Things Fall Apart

Author: Chinua Achebe | Published: 1958


Summary

Things Fall Apart is set in the Igbo community of Umuofia in southeastern Nigeria in the late 19th century, during the period of initial European colonial contact. It follows Okonkwo, a self-made man of fierce pride, tremendous strength, and profound fear of resembling his gentle, improvident father—a man whose need to prove himself leads him to terrible acts. Over three parts, the novel traces Okonkwo’s life through his rise to prominence, his accidental killing of a clansman’s son that results in seven years of exile, and his return to a Umuofia now penetrated by Christian missionaries and British colonial administration. The title is drawn from W. B. Yeats’s “The Second Coming”: things fall apart, the centre cannot hold.

Achebe wrote the novel as a direct response to the tradition of European colonial fiction about Africa—specifically to Conrad’s Heart of Darkness and Joyce Cary’s Mister Johnson—which depicted Africa as either savage backdrop or passive object of European civilization. Things Fall Apart insists on the interiority, complexity, and coherence of Igbo society before colonialism: its judicial systems, religious practices, gender relations, storytelling traditions, and moral philosophy are rendered with ethnographic precision and genuine respect for their internal logic. Okonkwo is not a noble primitive; he is a specific, flawed human being operating within a specific, coherent social world.
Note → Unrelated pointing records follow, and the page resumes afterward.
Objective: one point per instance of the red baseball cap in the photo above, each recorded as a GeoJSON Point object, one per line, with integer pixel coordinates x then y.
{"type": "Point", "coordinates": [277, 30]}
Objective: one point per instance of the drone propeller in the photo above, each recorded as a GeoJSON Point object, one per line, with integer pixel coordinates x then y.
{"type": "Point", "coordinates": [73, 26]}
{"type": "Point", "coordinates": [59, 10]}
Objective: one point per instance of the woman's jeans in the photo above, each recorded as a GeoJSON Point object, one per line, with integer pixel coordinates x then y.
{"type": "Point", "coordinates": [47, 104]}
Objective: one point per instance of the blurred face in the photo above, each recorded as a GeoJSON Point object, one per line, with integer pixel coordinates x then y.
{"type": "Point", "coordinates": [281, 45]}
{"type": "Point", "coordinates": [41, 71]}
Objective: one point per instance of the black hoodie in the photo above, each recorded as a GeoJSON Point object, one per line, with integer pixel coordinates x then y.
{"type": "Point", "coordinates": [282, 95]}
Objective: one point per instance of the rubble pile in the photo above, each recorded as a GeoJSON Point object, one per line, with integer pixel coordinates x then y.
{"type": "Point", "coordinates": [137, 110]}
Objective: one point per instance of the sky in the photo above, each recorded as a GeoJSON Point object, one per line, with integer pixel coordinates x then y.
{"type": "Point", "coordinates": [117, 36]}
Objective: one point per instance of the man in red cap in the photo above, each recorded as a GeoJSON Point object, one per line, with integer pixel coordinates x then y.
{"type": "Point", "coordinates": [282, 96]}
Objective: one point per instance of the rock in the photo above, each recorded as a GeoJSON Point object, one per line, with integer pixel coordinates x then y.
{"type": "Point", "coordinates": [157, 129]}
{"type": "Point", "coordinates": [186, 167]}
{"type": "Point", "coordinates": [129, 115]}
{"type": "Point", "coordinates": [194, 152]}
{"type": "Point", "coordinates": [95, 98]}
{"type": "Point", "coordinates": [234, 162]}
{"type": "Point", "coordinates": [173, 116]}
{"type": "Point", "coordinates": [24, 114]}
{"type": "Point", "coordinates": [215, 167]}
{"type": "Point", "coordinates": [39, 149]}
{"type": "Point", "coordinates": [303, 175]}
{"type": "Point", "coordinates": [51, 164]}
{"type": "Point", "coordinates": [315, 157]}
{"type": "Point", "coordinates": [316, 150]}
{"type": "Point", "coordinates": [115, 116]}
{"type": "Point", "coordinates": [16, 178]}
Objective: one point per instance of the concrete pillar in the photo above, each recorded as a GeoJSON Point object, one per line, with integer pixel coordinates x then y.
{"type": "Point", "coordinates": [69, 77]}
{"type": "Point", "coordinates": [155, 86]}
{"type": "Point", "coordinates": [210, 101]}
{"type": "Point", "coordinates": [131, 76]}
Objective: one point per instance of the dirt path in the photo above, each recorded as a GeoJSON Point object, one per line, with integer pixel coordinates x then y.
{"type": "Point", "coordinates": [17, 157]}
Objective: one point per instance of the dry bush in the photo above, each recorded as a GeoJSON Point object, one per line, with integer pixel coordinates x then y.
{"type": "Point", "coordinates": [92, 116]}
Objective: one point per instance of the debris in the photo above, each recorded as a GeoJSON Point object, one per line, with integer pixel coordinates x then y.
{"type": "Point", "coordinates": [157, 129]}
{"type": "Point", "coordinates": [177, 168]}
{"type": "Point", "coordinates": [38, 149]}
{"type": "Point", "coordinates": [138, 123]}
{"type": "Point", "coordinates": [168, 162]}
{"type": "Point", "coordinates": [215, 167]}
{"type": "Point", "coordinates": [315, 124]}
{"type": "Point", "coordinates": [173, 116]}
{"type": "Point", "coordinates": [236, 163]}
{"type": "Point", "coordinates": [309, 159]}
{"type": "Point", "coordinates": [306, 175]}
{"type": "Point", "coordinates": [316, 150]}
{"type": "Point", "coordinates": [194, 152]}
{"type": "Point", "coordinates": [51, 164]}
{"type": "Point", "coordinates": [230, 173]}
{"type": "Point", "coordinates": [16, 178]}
The novel’s third section—Okonkwo’s return and his failed attempt to organize resistance to colonial rule—is its most heartbreaking: he cannot understand why the Igbo are not fighting back, cannot see that the world he knew has already been transformed, cannot adapt. His death—suicide, which in Igbo tradition renders his body unclean and prevents his people from burying him—is both personal tragedy and historical symbol: the end of a world that never had a voice in what was being done to it.


Critical Takeaways

  • African literature in English: Things Fall Apart is the founding text of anglophone African literature and established the standard that African writers could use the colonizer’s language to narrate the colonized experience with full complexity and authority.
  • Critique of colonial fiction: Achebe’s explicit project—writing a corrective to the tradition of European fiction about Africa—is part of the novel’s meaning; reading it alongside Heart of Darkness (which Achebe famously called “a racist text”) reveals both the damage done and the restoration attempted.
  • Igbo society: The novel’s meticulous construction of Igbo society—its proverbs, its judicial procedures, its gender roles, its cosmology—was an act of cultural documentation as well as literary creation; many aspects of Igbo culture that the novel depicts have since changed or disappeared.
  • Tragic structure: Achebe uses the European tragic form (the flawed hero whose hamartia leads to downfall) for a story about colonialism—a formal choice that allows African tragedy to speak in the genre’s own terms while dramatically reversing its usual cultural direction.
  • Influence: Things Fall Apart has sold over 20 million copies in 57 languages and is one of the most-taught texts in world literature; its influence on subsequent African fiction is comparable to Achebe’s explicit aspiration that it should be.

My Takeaways

  1. The novel’s greatest achievement is making Okonkwo genuinely tragic—not sympathetic in spite of his violence but because of his specific historical position: a man whose virtues were precisely calibrated to a world that was being destroyed around him.
  2. The Igbo proverbs are not decoration; they are the philosophical voice of the culture, and learning to read them as such—as a complete system of ethics and aesthetics—is what the novel teaches.
  3. Achebe’s formal decision to use the colonizer’s language against the colonizer’s tradition produces a specific kind of dignity: the novel speaks back in English, from within the tradition of the English novel, and will not be ignored.
  4. The district commissioner’s plan for a paragraph about Okonkwo in his book about “the pacification of the primitive tribes of the lower Niger” is one of the most devastating endings in literature: the reduction of an entire world to a footnote.